珍スポット好きの間で全国的に知られた存在が布袋大仏(江南市)です。
布袋大仏

頭でっかちでちょっとバタくさい独特のお顔だちは一度見たら忘れられない

昭和29年建立で高さ18m。名鉄江南線に乗って電車に揺られていると、名古屋方面からの場合、布袋駅を越えたあたりで突如“ぬッ”と大仏様のお顔が現れます。この大仏が人気なのは、車窓から望むインパクト抜群のシュールさ、そして頭でっかちの独特のルックスが要因です。
布袋大仏

ご覧の通り名鉄の沿線。ウルトラマンの一場面のようなシュールな光景

由来も非常に特異で、鍼灸師のオジさんが夢で見たお告げにしたがい、私財を投げ打ってほとんど手作業で作り上げたそうです。個人所有の如来像ではおそらく日本最大じゃないでしょうか?

布袋大仏

大仏様と併設(?)の大佛治療院

背中側の建物と一体化しているのも何とも奇妙な特徴。もともとは御嶽教の教会だったのですが、現在は建立者の息子さんによってその名も「大仏治療院」となっています。

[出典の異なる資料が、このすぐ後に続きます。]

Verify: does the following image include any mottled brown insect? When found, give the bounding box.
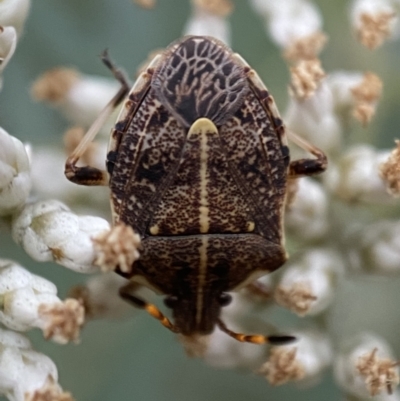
[66,36,326,343]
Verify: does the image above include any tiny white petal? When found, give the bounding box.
[0,26,17,90]
[0,128,31,216]
[0,0,31,35]
[252,0,322,48]
[183,8,231,45]
[12,201,109,273]
[323,145,393,203]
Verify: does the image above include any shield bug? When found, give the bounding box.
[66,36,326,343]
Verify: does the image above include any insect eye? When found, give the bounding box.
[218,292,232,306]
[164,295,178,309]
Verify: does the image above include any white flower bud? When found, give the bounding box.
[183,6,231,45]
[284,81,341,153]
[260,331,333,385]
[32,68,120,133]
[0,128,31,216]
[347,221,400,274]
[0,25,17,90]
[275,249,343,316]
[69,272,154,319]
[252,0,322,48]
[323,145,393,203]
[0,259,83,343]
[12,201,110,273]
[326,71,363,109]
[334,333,399,400]
[285,177,329,242]
[0,0,31,35]
[0,328,72,401]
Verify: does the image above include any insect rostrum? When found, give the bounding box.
[66,36,326,343]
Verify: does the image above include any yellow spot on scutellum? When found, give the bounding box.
[133,0,156,9]
[150,224,160,235]
[259,347,305,386]
[356,11,396,50]
[380,140,400,196]
[31,68,80,103]
[356,348,399,396]
[351,72,382,126]
[283,31,327,61]
[290,58,325,99]
[192,0,233,17]
[92,222,140,273]
[246,221,255,232]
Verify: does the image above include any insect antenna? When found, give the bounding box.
[217,319,296,345]
[119,287,180,333]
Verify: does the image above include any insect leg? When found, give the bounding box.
[288,131,328,178]
[65,52,129,185]
[217,319,296,345]
[119,283,179,333]
[246,280,272,300]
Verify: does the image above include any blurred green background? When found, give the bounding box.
[0,0,400,401]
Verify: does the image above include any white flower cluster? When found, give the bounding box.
[0,0,30,90]
[0,328,72,401]
[183,0,233,45]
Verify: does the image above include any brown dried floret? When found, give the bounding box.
[25,376,74,401]
[357,11,396,50]
[275,282,317,316]
[39,298,85,343]
[290,59,325,99]
[192,0,233,17]
[356,348,399,396]
[351,72,383,125]
[259,347,305,386]
[379,140,400,196]
[283,31,328,61]
[31,67,80,103]
[93,222,140,273]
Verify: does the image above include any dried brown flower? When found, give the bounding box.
[351,72,383,125]
[290,59,325,99]
[192,0,233,17]
[31,68,80,103]
[25,377,74,401]
[357,11,396,50]
[259,347,305,386]
[380,140,400,196]
[356,348,399,396]
[93,222,140,273]
[39,298,85,343]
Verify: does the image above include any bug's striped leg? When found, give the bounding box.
[217,319,296,345]
[65,52,129,185]
[288,131,328,178]
[119,283,179,333]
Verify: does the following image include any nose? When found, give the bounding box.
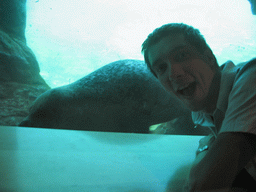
[168,62,185,81]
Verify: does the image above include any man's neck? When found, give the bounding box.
[203,71,221,115]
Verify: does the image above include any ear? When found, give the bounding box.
[204,47,217,68]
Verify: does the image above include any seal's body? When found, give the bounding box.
[20,60,189,133]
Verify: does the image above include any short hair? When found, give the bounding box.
[141,23,219,76]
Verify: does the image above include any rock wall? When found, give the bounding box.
[0,0,50,126]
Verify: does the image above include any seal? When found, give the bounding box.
[19,60,188,133]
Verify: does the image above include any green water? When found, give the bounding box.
[26,0,256,88]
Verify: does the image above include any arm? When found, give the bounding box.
[188,132,256,192]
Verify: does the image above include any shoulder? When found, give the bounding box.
[220,59,256,134]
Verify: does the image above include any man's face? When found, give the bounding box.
[148,34,215,111]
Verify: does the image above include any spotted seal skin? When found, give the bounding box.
[19,60,188,133]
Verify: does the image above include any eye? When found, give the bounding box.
[174,51,191,62]
[155,63,167,75]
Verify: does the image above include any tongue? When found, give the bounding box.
[182,82,196,96]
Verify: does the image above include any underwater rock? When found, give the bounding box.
[0,31,50,88]
[0,82,48,126]
[0,0,27,42]
[0,0,50,126]
[20,60,206,133]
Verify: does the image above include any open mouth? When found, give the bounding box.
[177,81,196,97]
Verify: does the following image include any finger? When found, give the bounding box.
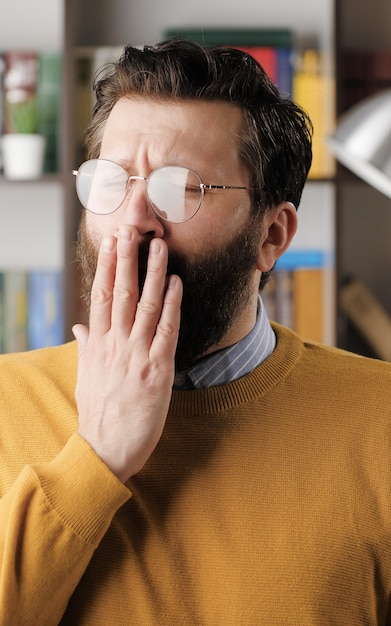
[150,275,183,368]
[72,324,88,347]
[133,239,168,349]
[112,225,139,335]
[90,237,117,337]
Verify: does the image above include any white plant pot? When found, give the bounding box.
[1,133,45,180]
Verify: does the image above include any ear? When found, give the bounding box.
[257,202,297,272]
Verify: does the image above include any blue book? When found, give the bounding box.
[27,270,64,350]
[276,47,293,98]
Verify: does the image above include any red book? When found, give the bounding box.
[235,46,278,83]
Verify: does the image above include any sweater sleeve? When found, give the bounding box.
[0,434,130,626]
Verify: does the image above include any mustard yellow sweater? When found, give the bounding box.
[0,326,391,626]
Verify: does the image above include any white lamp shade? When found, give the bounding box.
[328,90,391,198]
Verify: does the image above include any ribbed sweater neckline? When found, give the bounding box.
[169,323,304,416]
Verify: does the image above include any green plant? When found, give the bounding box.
[6,97,39,134]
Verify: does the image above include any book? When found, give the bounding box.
[340,48,391,113]
[261,249,334,343]
[165,26,293,48]
[0,52,5,172]
[276,47,293,98]
[339,278,391,361]
[292,49,335,179]
[3,269,27,352]
[0,272,5,354]
[3,50,38,133]
[27,270,64,350]
[166,27,294,95]
[37,51,62,172]
[235,46,278,83]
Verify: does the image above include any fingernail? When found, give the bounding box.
[119,227,132,241]
[102,237,114,252]
[167,274,178,289]
[149,239,162,255]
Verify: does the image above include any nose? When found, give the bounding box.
[119,176,164,238]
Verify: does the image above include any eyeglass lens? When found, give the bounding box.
[76,159,203,223]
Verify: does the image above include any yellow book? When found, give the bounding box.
[293,49,335,178]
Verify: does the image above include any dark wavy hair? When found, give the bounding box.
[86,38,312,282]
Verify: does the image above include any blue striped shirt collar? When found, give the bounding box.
[174,297,276,389]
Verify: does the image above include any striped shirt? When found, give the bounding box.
[174,297,276,389]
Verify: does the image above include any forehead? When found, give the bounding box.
[102,97,244,167]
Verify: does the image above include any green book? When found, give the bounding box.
[165,26,293,48]
[37,51,62,172]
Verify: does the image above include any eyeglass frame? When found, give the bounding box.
[72,158,255,224]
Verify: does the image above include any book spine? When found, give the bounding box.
[37,51,62,172]
[293,49,335,179]
[276,47,293,98]
[235,46,278,83]
[3,270,27,352]
[165,27,293,47]
[73,47,94,167]
[3,50,38,133]
[0,272,5,354]
[27,270,64,350]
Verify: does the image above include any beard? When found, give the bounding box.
[76,216,262,371]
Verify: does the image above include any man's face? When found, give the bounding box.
[79,99,262,369]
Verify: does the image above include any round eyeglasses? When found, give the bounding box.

15年ほど前には地元有志の寄付によってお色直しが行われているので、半世紀以上たっている割にお肌はつやつや。お花見シーズンや年末年始にはライトアップもあり。やはり地元の人々に愛されている大仏様なのです。

・ 住所:愛知県江南市木賀町大門135
・ アクセス:名鉄布袋駅より徒歩10分
・ TEL:なし
・ 時間:自由
・ 料金:無料
・地図:Yahoo!地図情報

デカければデカいほどB級度が増してしまう
昭和の大仏を正しく鑑賞・参拝する姿勢とは

大仏は、国宝の東大寺と鎌倉を除くと大半が昭和以降に作られたもの。歴史の浅さと、観光目的で作られたケースが多いこともあって、それらは宗教や美術的観点からはほとんど評価されていません。しかも、大きければ大きいほどB級度が増してしまう、悲しき存在だったりもします。

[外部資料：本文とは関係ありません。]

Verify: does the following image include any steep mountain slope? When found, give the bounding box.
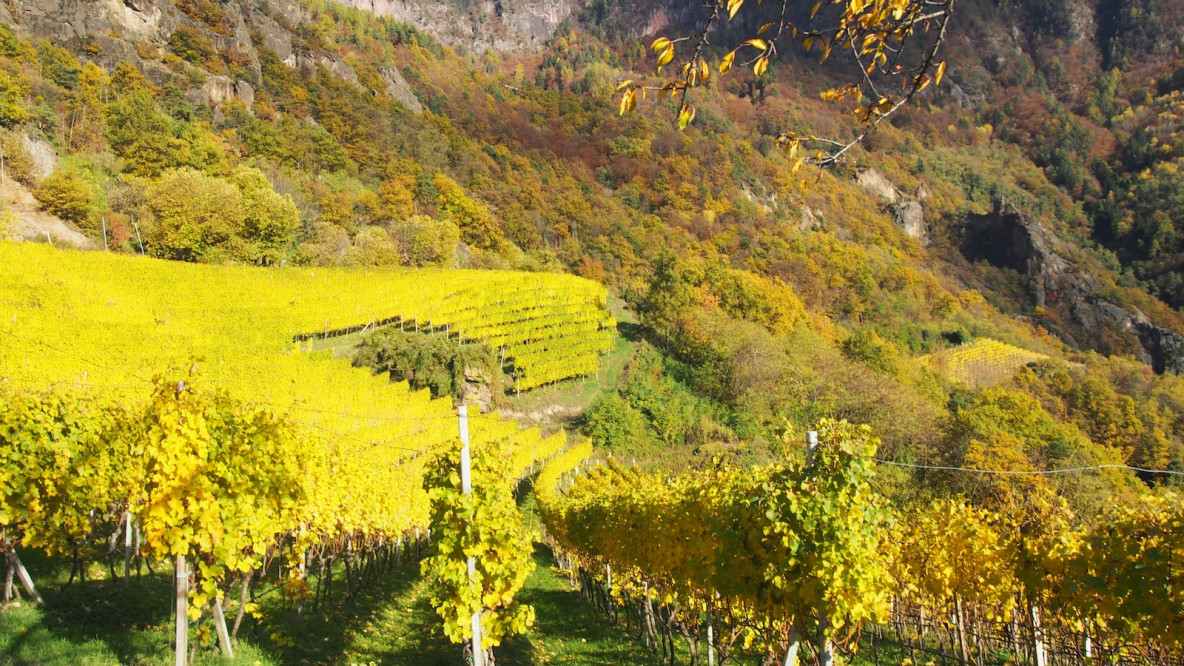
[0,0,1184,474]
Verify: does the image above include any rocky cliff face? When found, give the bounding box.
[342,0,579,51]
[0,0,426,113]
[961,200,1184,374]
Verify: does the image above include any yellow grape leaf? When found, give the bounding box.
[720,51,736,73]
[752,56,768,76]
[620,88,637,115]
[658,44,674,68]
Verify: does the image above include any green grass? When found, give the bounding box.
[0,493,654,666]
[0,553,278,666]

しかし、大仏のアイデンティティーであるデカさは、すなわち建立者の信仰心の熱さの反映ともいえます。宗教美術は、意匠の巧拙や美醜をありがたがるだけではなく、そこに注がれた熱すぎる信仰の心に感じ入るのも醍醐味です。デカけりゃデカいほど熱い、大仏に秘められたくらくらするような思いを是非感じ取ってみてください。